Tip: Testing your scraper on various sample pages, especially edge cases, can reveal discrepancies that might otherwise cause runtime errors.
Logging Errors for Debugging
Logging errors and other significant events can help you debug issues and understand the scraper's behavior over time. Use Python's built-in logging
module to record errors, warnings, and informational messages.
import logging
# Configure logging
logging.basicConfig(filename='scraper.log', level=logging.INFO,
format='%(asctime)s - %(levelname)s - %(message)s')
try:
response = requests.get('https://example.com', timeout=5)
response.raise_for_status()
# Process response here...
except RequestException as e:
logging.error(f"Error while fetching URL: {e}")
Explanation: This example configures a logger to write messages to scraper.log
. Errors are logged with a timestamp and severity level, aiding in post-mortem analysis.
Implementing Retry Logic
Sometimes, transient errors can be resolved by simply retrying the request. Implementing a retry mechanism with exponential backoff can help mitigate temporary issues without overwhelming the server.
import time
import requests
from requests.exceptions import RequestException
url = "https://example.com"
max_retries = 3
backoff_factor = 2
for attempt in range(max_retries):
try:
response = requests.get(url, timeout=5)
response.raise_for_status()
# Process response here...
break # Exit loop if request is successful
except RequestException as e:
wait_time = backoff_factor ** attempt
logging.warning(f"Attempt {attempt + 1} failed: {e}. Retrying in {wait_time} seconds...")
time.sleep(wait_time)
else:
logging.error(f"Failed to fetch {url} after {max_retries} attempts.")
Explanation: This example retries a request up to three times with exponential backoff. If all attempts fail, an error is logged. This approach helps handle transient issues without overwhelming the server.
Handling Malformed HTML
Web pages with malformed HTML can cause parsing errors. BeautifulSoup is quite forgiving, but sometimes you need to clean or preprocess the HTML before parsing.
from bs4 import BeautifulSoup
malformed_html = """\
<html>
<head><title>Test</title></head>
<body>
<div>Hello World
<p>This is a paragraph
</body>
</html>
"""
# Use BeautifulSoup to parse the malformed HTML
soup = BeautifulSoup(malformed_html, "html.parser")
# Extract data
title = soup.title.text if soup.title else "No title found"
paragraph = soup.find('p').text if soup.find('p') else "No paragraph found"
print("Title:", title)
print("Paragraph:", paragraph)
Explanation: BeautifulSoup can handle many common HTML errors, but it’s good practice to check for the existence of elements before accessing their properties.
Key Takeaways
- Errors & Timeouts: Wrap requests in try-except blocks and handle network disruptions gracefully.

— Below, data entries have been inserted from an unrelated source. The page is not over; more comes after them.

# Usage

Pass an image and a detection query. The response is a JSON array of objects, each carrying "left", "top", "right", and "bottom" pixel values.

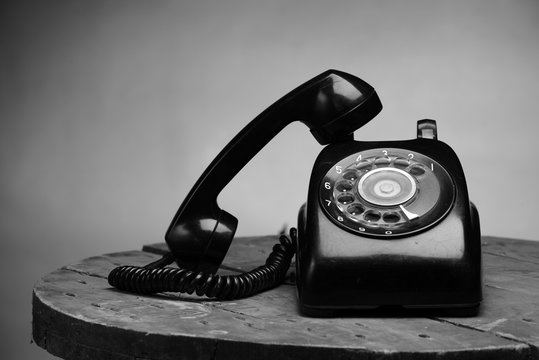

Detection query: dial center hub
[{"left": 358, "top": 167, "right": 417, "bottom": 206}]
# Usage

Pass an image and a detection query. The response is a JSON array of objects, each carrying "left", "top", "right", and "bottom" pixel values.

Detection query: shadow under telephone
[{"left": 108, "top": 70, "right": 482, "bottom": 315}]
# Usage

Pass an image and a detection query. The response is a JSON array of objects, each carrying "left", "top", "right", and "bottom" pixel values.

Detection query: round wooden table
[{"left": 33, "top": 236, "right": 539, "bottom": 360}]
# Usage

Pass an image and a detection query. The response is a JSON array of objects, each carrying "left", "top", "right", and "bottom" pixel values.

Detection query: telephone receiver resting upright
[{"left": 165, "top": 70, "right": 382, "bottom": 272}]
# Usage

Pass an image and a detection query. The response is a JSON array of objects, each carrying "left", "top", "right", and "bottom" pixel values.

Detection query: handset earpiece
[{"left": 165, "top": 70, "right": 382, "bottom": 273}]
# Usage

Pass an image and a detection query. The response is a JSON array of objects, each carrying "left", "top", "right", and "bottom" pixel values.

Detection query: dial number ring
[{"left": 319, "top": 148, "right": 455, "bottom": 238}]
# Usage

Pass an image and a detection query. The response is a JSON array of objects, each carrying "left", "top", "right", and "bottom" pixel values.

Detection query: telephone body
[
  {"left": 108, "top": 70, "right": 482, "bottom": 315},
  {"left": 296, "top": 124, "right": 482, "bottom": 315}
]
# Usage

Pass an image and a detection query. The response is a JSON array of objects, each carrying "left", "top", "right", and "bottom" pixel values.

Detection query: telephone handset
[{"left": 109, "top": 70, "right": 481, "bottom": 313}]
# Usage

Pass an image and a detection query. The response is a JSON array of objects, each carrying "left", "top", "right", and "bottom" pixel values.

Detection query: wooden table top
[{"left": 33, "top": 236, "right": 539, "bottom": 360}]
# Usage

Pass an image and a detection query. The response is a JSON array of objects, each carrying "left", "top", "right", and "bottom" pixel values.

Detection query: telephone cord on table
[{"left": 108, "top": 228, "right": 297, "bottom": 300}]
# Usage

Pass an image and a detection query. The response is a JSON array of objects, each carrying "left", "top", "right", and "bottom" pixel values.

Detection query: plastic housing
[{"left": 296, "top": 138, "right": 482, "bottom": 315}]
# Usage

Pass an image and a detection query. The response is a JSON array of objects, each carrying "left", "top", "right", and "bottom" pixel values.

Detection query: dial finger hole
[
  {"left": 374, "top": 156, "right": 391, "bottom": 166},
  {"left": 356, "top": 160, "right": 372, "bottom": 170},
  {"left": 408, "top": 165, "right": 426, "bottom": 176},
  {"left": 363, "top": 210, "right": 382, "bottom": 222},
  {"left": 337, "top": 194, "right": 354, "bottom": 205},
  {"left": 335, "top": 180, "right": 354, "bottom": 192},
  {"left": 346, "top": 204, "right": 365, "bottom": 216},
  {"left": 382, "top": 212, "right": 401, "bottom": 224},
  {"left": 342, "top": 170, "right": 359, "bottom": 181},
  {"left": 393, "top": 158, "right": 410, "bottom": 169}
]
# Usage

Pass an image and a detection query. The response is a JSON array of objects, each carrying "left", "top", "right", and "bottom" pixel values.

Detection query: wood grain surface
[{"left": 33, "top": 236, "right": 539, "bottom": 360}]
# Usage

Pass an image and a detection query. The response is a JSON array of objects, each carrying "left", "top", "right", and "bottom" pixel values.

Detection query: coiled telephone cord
[{"left": 108, "top": 228, "right": 297, "bottom": 300}]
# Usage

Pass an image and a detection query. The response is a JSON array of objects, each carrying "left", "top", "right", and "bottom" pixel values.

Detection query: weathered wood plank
[
  {"left": 438, "top": 253, "right": 539, "bottom": 350},
  {"left": 34, "top": 250, "right": 537, "bottom": 360},
  {"left": 482, "top": 236, "right": 539, "bottom": 264}
]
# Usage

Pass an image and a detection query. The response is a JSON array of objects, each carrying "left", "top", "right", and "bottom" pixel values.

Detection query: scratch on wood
[{"left": 477, "top": 319, "right": 507, "bottom": 331}]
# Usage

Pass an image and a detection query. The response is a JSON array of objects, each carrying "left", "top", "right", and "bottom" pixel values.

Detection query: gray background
[{"left": 0, "top": 0, "right": 539, "bottom": 359}]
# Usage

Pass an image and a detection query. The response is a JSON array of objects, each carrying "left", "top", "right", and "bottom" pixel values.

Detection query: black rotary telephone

- Missing Elements: Check for
None
before accessing text or attributes. - Logging: Use logging to record errors and significant events for debugging.
- Retry Logic: Implement retry mechanisms with exponential backoff to handle transient errors.
- Malformed HTML: Use BeautifulSoup’s forgiving parser and check for element existence.
- Robustness: A well-tested scraper can handle real-world inconsistencies without crashing.